Uses
Ethnobotanic: On the rootlets of the sedge are small tubers, the size of dried currants. These tubers make an excellent meal, either raw or steamed. They are hard and crisp when eaten raw. These tubers taste between fresh coconut and raisins. When reduced to meal and cooked as cereal, it is both nourishing and appetizing. They can be soaked in water, then pounded to release the milky juice, which can be mixed with alcohol or water and sugar to make delicious drinks. Peeled and roasted, the tubers can be ground to become a coffee substitute or a sweet flour. The base of the stem may be eaten raw. The Yokuts in California ate the grass-nut of Cyperus species and the seeds of the same (Powers 1877). Native Americans use golden nutsedge as both sewing and wrapping material in coiled baskets. Nutsedge leaves were made into seats.
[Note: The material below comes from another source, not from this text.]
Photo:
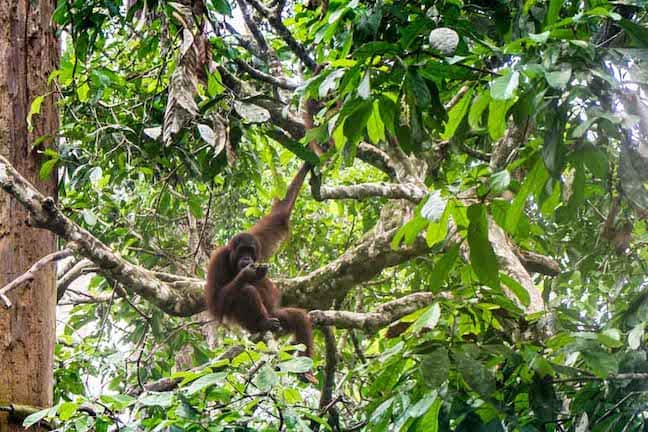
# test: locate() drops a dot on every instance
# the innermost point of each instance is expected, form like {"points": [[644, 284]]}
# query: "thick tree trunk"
{"points": [[28, 54]]}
Erosion Control: Nutsedge is especially good for stabilizing or restoring disturbed or degraded areas (including logged or burned areas) for erosion and slope control and for wildlife food and cover. Cyperus species may be less suitable for general garden use, as these plants are also invasive. Once established, these plants tend to out-compete, displace, or overrun others.
Wildlife: The seeds are important, commonly used foods of ducks and of certain marshbirds and shorebirds. Ducks, sandhill cranes, crow, other waterfowl, and small mammals such as the kangaroo rat eat the seeds. The tubers are eaten in the winter by ducks and geese.